Por Ricardo Márquez
SAN DIEGO — Estos días tuve la oportunidad de encontrarme con mis nietos, son tres: Santiago, Sofía y Carmen.
Tenía tiempo que no me tiraba al suelo para jugar con ellos. La pandemia y las agendas de cada familia nos mantuvieron distantes, aunque nos viéramos por Zoom.
Estar con ellos me puso en contacto con la ternura, la que veía en sus gestos, abrazos y miradas; y la que se despertaba dentro de mí. No es fácil ponerle palabras a lo que sentí, una mezcla revitalizadora de alegría, sonrisa del alma, apertura del corazón, paz, deseos de proteger y cuidar, adelanto de eternidad en un instante.
No es común experimentar momentos de ternura en estos días donde nos enfrentamos a las angustias y miedos, a las frustraciones y decepciones. La ternura es una expresión que hoy en día se puede considerar “contra cultural”. No es a base de ternura que en nuestra sociedad se conquista el éxito, ni la fama, no es la ternura el valor que guía nuestras interacciones.
La ternura no se impone, no busca convencer, no es arrogante ni impositiva, ella simplemente “es”. Irradia por sí sola su luz, da calor, abraza, conmueve, toca el corazón, derrite las barreras y construye puentes.
La ternura es ese sentimiento que sale del corazón para proteger, cuidar y consolar. La ternura se despierta cuando vemos gestos de ternura a nuestro alrededor, es contagiosa, aunque sólo crece en tierra fértil que se riega y cuida.
En nuestros procesos de socialización la ternura se ha vinculado más a lo femenino, a la mujer. Las etiquetas del “fuerte” y “macho” van para los hombres, las de “tiernas” y “sensibles” para las mujeres.
Cada vez que separamos y dividimos para simplificar perdemos. El reto educativo para las nuevas generaciones es integrar la fuerza y la ternura en lo masculino y femenino.
En una oportunidad leí “El Caballero de la Armadura Oxidada”, un libro escrito por Robert Fisher.
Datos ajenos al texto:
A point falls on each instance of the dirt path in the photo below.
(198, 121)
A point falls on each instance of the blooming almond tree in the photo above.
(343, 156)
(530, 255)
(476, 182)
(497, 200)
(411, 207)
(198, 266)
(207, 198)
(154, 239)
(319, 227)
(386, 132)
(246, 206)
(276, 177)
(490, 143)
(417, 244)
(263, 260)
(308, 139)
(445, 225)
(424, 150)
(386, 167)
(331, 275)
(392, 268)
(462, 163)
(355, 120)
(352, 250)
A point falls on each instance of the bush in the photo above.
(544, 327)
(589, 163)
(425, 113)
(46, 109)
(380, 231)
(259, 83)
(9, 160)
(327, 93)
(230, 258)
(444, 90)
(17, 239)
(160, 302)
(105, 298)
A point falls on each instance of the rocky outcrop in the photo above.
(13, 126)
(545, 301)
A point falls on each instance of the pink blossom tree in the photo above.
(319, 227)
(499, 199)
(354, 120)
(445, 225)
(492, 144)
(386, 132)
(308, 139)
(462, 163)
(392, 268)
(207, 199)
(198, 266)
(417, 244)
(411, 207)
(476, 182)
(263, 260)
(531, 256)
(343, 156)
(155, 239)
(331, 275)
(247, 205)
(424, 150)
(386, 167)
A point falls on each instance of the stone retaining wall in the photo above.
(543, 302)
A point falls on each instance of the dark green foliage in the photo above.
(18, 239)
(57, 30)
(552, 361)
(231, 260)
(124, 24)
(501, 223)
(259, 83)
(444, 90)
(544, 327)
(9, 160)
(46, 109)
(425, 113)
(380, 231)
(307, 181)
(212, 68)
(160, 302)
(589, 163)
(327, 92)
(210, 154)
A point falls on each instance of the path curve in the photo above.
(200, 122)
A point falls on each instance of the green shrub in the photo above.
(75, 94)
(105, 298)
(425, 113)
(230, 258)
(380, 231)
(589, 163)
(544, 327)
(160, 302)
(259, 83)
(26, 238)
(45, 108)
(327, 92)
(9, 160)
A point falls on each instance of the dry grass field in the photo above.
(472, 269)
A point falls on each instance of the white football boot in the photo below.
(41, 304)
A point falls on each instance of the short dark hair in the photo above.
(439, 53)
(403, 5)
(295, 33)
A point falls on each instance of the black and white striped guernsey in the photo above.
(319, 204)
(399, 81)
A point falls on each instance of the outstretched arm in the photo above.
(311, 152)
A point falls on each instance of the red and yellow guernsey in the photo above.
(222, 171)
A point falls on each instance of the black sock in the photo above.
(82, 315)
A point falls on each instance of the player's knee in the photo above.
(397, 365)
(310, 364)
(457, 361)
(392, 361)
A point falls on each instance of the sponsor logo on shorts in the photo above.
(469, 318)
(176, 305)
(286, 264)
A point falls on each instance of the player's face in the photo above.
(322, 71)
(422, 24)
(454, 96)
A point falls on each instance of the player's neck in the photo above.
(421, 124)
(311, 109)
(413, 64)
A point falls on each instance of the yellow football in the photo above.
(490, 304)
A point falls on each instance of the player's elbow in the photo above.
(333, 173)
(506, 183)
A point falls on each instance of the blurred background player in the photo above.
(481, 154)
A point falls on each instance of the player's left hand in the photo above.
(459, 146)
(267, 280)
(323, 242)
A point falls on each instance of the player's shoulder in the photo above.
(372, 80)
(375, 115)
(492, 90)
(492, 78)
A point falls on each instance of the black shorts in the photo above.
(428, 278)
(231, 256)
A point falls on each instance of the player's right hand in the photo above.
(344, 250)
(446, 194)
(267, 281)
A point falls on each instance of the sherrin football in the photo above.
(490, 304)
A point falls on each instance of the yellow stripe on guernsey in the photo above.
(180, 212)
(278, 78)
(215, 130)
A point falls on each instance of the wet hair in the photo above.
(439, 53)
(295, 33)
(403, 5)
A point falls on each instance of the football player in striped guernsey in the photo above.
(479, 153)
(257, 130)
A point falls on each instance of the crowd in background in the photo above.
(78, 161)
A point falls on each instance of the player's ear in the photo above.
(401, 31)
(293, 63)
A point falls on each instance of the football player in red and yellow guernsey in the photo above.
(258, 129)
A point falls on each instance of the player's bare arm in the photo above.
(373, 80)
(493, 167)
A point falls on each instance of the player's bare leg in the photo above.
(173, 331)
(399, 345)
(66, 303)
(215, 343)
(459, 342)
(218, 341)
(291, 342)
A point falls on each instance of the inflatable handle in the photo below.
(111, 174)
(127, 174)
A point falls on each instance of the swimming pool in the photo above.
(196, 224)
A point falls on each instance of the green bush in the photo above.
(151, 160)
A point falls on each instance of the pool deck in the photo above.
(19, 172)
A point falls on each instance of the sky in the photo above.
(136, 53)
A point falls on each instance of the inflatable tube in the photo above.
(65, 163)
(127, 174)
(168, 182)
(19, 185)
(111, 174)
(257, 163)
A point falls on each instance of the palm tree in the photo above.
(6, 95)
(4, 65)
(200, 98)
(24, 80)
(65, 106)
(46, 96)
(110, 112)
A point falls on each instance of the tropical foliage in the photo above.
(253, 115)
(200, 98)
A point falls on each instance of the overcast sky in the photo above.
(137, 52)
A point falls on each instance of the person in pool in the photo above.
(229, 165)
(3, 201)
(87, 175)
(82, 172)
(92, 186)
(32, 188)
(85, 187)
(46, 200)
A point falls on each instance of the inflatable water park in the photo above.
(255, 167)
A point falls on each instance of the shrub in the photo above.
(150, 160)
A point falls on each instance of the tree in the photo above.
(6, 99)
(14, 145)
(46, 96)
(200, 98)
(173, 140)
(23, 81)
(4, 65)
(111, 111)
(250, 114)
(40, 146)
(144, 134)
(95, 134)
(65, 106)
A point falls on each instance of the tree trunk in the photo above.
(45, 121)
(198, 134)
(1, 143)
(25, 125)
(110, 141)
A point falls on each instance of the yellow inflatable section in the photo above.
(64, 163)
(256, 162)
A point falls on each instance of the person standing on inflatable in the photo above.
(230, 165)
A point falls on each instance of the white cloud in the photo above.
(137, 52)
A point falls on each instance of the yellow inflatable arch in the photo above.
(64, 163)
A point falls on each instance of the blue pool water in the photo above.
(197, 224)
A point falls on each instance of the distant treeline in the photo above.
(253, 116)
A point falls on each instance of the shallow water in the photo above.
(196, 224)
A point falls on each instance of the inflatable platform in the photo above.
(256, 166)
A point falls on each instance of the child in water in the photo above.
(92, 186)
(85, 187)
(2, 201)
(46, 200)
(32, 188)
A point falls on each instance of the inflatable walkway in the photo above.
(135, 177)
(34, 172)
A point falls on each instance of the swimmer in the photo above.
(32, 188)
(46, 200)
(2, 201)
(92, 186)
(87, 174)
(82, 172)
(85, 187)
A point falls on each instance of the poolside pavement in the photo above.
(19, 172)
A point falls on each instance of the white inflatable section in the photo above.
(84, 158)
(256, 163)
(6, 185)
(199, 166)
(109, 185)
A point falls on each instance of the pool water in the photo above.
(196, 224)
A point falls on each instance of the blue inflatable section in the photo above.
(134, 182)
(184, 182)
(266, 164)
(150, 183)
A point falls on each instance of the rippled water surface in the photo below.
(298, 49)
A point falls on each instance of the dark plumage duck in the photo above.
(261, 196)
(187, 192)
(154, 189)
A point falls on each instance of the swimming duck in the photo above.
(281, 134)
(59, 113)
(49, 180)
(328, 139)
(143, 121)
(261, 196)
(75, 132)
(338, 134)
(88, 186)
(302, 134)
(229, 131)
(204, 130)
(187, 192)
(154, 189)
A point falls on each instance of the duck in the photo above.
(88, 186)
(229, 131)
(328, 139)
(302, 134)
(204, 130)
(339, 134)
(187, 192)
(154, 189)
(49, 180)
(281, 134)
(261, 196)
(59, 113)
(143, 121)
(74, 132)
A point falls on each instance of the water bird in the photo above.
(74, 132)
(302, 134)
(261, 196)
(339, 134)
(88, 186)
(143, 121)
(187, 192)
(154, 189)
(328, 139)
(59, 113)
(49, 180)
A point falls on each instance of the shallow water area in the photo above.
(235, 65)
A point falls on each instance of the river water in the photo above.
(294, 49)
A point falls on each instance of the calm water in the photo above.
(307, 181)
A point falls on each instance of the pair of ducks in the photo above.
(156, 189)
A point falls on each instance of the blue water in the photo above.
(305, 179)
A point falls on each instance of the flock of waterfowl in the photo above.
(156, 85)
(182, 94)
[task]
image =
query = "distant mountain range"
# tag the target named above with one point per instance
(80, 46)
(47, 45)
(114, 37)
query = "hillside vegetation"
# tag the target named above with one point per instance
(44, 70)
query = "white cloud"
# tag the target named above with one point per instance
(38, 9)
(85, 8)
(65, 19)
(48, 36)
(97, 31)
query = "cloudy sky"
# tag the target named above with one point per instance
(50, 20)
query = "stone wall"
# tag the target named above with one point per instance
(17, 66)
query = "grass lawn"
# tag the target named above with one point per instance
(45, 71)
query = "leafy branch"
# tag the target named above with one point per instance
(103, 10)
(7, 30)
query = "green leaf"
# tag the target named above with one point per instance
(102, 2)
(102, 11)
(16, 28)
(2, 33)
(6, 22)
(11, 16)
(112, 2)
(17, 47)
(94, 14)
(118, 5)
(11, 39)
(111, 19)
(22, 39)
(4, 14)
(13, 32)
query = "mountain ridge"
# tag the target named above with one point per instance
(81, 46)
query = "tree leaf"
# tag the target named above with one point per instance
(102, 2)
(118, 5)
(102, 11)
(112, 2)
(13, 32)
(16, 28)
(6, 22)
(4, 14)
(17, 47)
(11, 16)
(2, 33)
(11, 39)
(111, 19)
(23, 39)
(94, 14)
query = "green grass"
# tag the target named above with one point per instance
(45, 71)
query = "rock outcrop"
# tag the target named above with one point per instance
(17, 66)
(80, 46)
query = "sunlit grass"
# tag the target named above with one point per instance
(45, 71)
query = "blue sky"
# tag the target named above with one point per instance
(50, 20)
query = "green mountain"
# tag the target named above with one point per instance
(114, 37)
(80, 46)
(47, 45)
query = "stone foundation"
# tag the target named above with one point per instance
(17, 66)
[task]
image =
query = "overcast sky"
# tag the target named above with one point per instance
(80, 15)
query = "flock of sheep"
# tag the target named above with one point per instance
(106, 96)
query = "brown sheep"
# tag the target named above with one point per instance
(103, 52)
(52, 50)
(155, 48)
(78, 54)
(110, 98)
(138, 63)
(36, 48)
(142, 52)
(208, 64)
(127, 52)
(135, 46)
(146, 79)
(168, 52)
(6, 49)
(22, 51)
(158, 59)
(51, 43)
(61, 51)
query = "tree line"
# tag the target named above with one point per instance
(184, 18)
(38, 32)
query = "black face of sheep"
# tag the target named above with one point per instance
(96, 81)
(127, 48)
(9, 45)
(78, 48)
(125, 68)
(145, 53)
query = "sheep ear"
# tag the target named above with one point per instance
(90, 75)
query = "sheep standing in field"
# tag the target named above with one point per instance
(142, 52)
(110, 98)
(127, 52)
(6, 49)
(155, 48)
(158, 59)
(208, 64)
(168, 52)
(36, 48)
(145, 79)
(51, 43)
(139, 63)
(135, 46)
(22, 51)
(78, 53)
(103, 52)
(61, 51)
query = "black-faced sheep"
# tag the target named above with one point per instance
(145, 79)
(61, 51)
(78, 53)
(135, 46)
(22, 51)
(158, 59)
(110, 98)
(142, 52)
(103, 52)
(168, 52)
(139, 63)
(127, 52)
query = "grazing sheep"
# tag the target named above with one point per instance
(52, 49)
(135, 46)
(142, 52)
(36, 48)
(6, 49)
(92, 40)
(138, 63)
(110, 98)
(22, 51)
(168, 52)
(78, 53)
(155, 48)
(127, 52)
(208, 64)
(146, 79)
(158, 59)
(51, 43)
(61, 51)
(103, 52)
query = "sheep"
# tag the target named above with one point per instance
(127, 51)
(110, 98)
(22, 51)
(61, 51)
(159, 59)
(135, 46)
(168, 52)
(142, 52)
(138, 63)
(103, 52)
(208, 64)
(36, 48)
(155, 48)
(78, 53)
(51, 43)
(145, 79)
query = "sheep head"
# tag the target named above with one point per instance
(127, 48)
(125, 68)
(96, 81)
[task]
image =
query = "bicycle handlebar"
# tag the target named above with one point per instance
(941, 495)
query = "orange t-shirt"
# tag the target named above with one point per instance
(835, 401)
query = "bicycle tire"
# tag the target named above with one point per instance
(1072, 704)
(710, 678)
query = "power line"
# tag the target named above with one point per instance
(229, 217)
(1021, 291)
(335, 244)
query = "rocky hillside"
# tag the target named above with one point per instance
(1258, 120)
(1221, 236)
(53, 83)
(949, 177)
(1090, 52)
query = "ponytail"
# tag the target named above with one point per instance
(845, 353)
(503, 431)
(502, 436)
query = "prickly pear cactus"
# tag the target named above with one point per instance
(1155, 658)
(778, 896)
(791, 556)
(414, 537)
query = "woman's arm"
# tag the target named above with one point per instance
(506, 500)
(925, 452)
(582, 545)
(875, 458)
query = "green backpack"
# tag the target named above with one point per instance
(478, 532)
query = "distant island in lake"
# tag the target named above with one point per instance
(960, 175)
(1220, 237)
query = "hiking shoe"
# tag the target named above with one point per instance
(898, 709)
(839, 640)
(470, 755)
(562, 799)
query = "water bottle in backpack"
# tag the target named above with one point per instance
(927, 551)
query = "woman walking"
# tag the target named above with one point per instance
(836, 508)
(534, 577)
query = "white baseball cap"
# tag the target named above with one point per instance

Su lectura me recordó que en la vida nos vamos rodeando de armaduras, de defensas, para protegernos de la hostilidad de nuestra realidad. En algún momento la frustración, la pena o el dolor nos sacan lágrimas, y allí comienza un camino de transformación. Las lágrimas van oxidando las armaduras, las defensas, hasta debilitarlas y agrietarlas. Por las grietas se cuela la “gracia”. Para sentir hay que abrirse, al abrirse nos pueden herir, pero sin esa apertura del corazón, sin la experiencia de la vulnerabilidad no es fácil desarrollar la ternura ni sentir los afectos ni las emociones. Al final siempre será una decisión, una opción personal: abrirse y arriesgarse a los movimientos del sentir y el querer; o cerrarse, cubrirse de armaduras para protegerse y aislarse.
La ternura se cultiva mirando atentamente al otro con admiración, sin prejuicios, con compasión. Mirando más allá de las apariencias hasta encontrar al “otro” que es igual a mí, con la misma dignidad y valor que yo. La práctica de la ternura comienza en nosotros mismos, en nuestra propia casa. ¿Cómo ser tiernos con otros si no lo somos con nosotros mismos?, “debemos aprender a aceptar nuestra debilidad con intensa ternura” nos exhorta el Papa Francisco (“Patris Corde” -Con Corazón de Padre, 2).
“La Verdad que viene de Dios no nos condena, sino que nos acoge, nos abraza, nos sostiene, nos perdona…viene a nuestro encuentro, nos devuelve la dignidad, nos pone nuevamente de pie, celebra con nosotros” (v. 24)(PC,2).
Hoy podemos ser tiernos, con cualquier gesto que exprese e irradie respeto, compasión y admiración por lo sagrado de cada vida que nos encontremos.
Bienaventurados los tiernos de corazón, porque ellos verán la ternura de Dios en todo.